In my code I have a 2D numpy.ndarray filled with numpy.str_ values. I'm trying to change values "null" to "nan" using the select method. The problem is that this method raises a FutureWarning.

I have read this. On a suggestion there I tried to not compare Python strings a Numpy strings, but convert Python string to Numpy string at the start. Obviously that doesn't help and I'm looking for an advice.

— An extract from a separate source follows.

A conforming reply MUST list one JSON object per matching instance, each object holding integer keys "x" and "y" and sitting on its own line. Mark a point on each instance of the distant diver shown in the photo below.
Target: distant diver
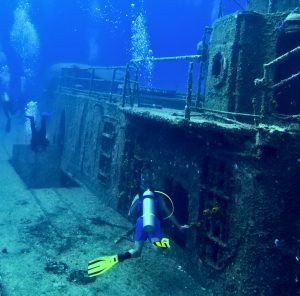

I would like to avoid shutting down the warning (as it is in the link). It seems to me like a very dirty approach.

My code snippet:

import pandas_datareader as pd
import numpy as np
import datetime as dt


start_date = dt.datetime(year=2013, month=1, day=1)
end_date = dt.datetime(year=2013, month=2, day=1)
df = pd.DataReader("AAA", "yahoo", start_date, end_date + dt.timedelta(days=1))
array = df.to_numpy()

null = np.str_("null")
nan = np.str_("nan")
array = np.select([array == null, not array == null], [nan, array])
print(array[0][0].__class__)
print(null.__class__)
C\Python\Project.py:13: FutureWarning: elementwise comparison failed; returning scalar instead, but in the future will perform elementwise comparison
  array = np.select([array == null, not array == null], [nan, array])
<class 'numpy.str_'>
<class 'numpy.str_'>

I'm quite new to Python so every help will be appreciated. And also - if you have a better way how to achieve that, please let me know.

Thank you!

Edit: Sorry for that. Now it should work as it is.

1

There are 1 best solutions below

0
On

I don't have 50 reputation yet, so I can't comment..

As I understand it you only want to change al 'null'-entries to 'nan' instead?

Your code creates a Numpy Array of float-values, but for some reason you expect strings of 'null' in the array? Perhaps you should've written

array = df.to_numpy()
array = array.astype(str)

to make it more clear.

From here, the array consists only of strings, and to make the change from 'null' to 'nan', you only have to write

array[array == 'null'] = 'nan'

and the warning is gone. You don't even have to use np.select.

If you want floating-point values in your array, you could use Numpy's own np.nan instead of a string, and do

array = array.astype(float)

The nan-strings are automatically converted to np.nan, which is seen as a float.